Apart from the above mentioned features, Lens also has the following advantages as a standalone platform:  

  • Lens is a natural fit for the Hadoop ecosystem with its great integration with Hive.


  • Lens can use different storage platforms underneath, beyond Hive, as long as they are JDBC compliant. This would mean support for most of the commonly used RDBMS as well as columnar stores like Redshift and Infobright. In InMobi, we use Infobright for storing data that need very fast response times and Lens prioritizes access from that store over Hive automatically.

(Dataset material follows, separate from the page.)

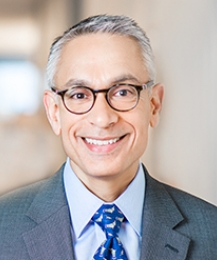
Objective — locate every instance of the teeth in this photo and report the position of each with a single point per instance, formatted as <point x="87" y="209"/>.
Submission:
<point x="101" y="142"/>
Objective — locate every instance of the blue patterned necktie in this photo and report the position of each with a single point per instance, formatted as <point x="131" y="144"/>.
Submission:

  • Lens has a metastore that allows for easy exploration and discovery of all the information that it manages. Through a REST interface or a Lens shell, users can have easy access to the metadata of all the cubes, dimensions and the underlying fact tables and dimension tables.


  • Lens also supports query life-cycle management. Since Lens serves most requests by actually firing queries to its underlying storage and aggregating them as required, there is a fair amount of delay to when the request is made to when the results are available. Lens help manage this by accepting and tracking queries, persisting, and formatting the results. Lens also provides mechanism to share results via email.


  • Lens DSL also has machine learning support over its cubes.